A second appeal lies only when the court below, in carrying out the mandate

of this court, is alleged to have committed an error. But, on an appeal from the mandate, it is well settled that nothing is before the court but the proceedings subsequent to the mandate. Whatever was formerly before the court, and was disposed of by its decree, is considered as finally disposed of. See Htmely v. Rose, 5 Cranch, 313; The American and Ocean Ins. Co. v. Canter, 1 Pet., 511; The Santa Maria, 10 Wheat., 431; Rice v. Wheatly, 9 Dana, 272. Moreover, as it is admitted that the court below have not yet acted upon the mandate of this court, and entered a final decree in pursuance thereof, there is no final decree, from which only an appeal can be taken. See The Palmyra, 10 Wheat., 502; Chace v. Vasquez, 11 id., 429.

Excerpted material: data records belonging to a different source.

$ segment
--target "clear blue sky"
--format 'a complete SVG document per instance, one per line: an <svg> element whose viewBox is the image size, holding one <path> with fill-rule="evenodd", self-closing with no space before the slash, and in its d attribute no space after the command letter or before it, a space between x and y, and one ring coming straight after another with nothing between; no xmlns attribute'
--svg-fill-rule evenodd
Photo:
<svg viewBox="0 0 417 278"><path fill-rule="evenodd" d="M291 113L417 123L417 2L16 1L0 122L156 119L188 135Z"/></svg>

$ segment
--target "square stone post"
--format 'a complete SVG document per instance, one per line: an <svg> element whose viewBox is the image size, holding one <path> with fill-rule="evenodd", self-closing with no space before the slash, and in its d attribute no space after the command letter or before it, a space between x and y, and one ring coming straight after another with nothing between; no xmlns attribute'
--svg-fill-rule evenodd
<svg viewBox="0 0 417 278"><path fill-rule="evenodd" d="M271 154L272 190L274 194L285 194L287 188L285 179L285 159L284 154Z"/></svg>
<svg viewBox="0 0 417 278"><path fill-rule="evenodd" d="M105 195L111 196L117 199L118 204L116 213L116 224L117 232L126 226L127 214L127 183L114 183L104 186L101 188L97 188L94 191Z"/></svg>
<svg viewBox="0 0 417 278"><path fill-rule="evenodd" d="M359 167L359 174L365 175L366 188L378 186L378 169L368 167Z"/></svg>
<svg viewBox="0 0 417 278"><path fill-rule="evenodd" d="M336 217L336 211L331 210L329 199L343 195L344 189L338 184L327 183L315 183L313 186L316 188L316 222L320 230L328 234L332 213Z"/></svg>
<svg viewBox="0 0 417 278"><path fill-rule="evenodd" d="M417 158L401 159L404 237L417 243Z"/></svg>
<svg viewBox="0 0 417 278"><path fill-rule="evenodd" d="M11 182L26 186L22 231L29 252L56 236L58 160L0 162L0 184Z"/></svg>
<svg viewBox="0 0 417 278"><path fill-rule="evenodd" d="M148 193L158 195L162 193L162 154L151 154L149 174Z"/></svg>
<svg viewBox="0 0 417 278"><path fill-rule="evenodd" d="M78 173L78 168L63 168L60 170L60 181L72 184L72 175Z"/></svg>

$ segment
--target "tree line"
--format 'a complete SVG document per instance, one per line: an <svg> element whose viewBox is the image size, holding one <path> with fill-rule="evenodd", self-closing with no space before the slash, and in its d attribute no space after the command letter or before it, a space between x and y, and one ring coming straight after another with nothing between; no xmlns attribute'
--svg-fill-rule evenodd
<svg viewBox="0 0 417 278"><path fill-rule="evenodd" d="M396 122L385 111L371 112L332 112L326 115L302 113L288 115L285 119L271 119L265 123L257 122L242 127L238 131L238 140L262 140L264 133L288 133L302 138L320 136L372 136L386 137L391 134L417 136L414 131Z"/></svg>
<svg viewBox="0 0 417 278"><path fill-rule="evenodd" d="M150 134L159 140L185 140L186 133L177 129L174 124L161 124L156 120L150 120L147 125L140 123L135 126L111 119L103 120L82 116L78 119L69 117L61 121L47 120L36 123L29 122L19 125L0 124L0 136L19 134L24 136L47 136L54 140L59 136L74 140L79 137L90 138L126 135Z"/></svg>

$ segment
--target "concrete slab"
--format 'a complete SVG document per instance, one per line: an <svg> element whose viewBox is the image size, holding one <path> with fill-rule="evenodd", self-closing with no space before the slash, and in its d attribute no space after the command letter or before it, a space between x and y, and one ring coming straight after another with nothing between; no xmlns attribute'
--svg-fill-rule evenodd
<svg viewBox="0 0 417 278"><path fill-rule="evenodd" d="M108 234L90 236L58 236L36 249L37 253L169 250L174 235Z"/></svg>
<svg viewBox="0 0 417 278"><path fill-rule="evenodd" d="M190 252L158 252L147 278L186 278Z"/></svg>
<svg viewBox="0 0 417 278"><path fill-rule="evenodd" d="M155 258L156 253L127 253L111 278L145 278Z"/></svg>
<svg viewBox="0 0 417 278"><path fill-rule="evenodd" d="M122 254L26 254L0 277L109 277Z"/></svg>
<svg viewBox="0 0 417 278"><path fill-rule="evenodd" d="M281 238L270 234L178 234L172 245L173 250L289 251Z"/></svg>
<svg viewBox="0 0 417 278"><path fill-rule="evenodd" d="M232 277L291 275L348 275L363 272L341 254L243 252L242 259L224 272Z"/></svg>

There are, therefore, three conclusive reasons for dismissing the present appeal: 1. The appellants have already been heard in this court on a former appeal. 2. There is no such decree as that from which the appeal purports to be taken. 3. There is no final decree in the case from which an appeal can be taken. The appeal is, therefore, dismissed.

THE ALICIA.

(7 Wallace, 571-573. 1868.)

STATEMENT OF FACTS.- A decree of condemnation was entered in the district court for the southern district of Florida, against the Alicia and her cargo, on January 9, 1863, from which decree an appeal was taken to the circuit court. On May 18, 1867, an order was made in the latter court for the transfer of the cause to the supreme court. Motion to docket and dismiss because the record

was not filed.

§ 152. A motion to docket and dismiss will not be entertained where the court has no jurisdiction.

Opinion by CHASE, C. J.

As the appellant has not docketed the cause and filed the record within the time allowed by the rules in cases of appeals, the motion would be allowed as of course, if the appeal could be regarded as taken to this court from the decree of the district court. But the decree of condemnation in the court was rendered in January, 1863, and the appeal to the circuit court was allowed and bond given in the same month. By these proceedings, and the transmission of the record to the circuit court, the cause was duly removed to that court under the laws regulating appeals at that time. Subsequently, by the thirteenth section of the act of June 30, 1864, provision was made for appeals in prize cases directly from the district court to this court; and it was directed that appeals from the circuit courts, in cases remaining therein, should be allowed to this court in the same manner as appeals from the district court under the act. But it was also provided in the same section that prize causes, depending in the circuit courts, might be transferred, upon the application of all parties in interest, to this court; and it was under this provision that the application and order for transfer were made. Can this court acquire jurisdiction of the cause through this order of transfer?

§ 153. The supreme court has no jurisdiction of a prize case certified from the circuit court. (a)

It cannot be doubted that the cause was removed to the circuit court by the appeal from the decree of the district court in 1863. That decree was vacated by the appeal, and the circuit court acquired full jurisdiction of the cause.

(a) The above case affirmed in The Nonesuch,* 9 Wall., 504.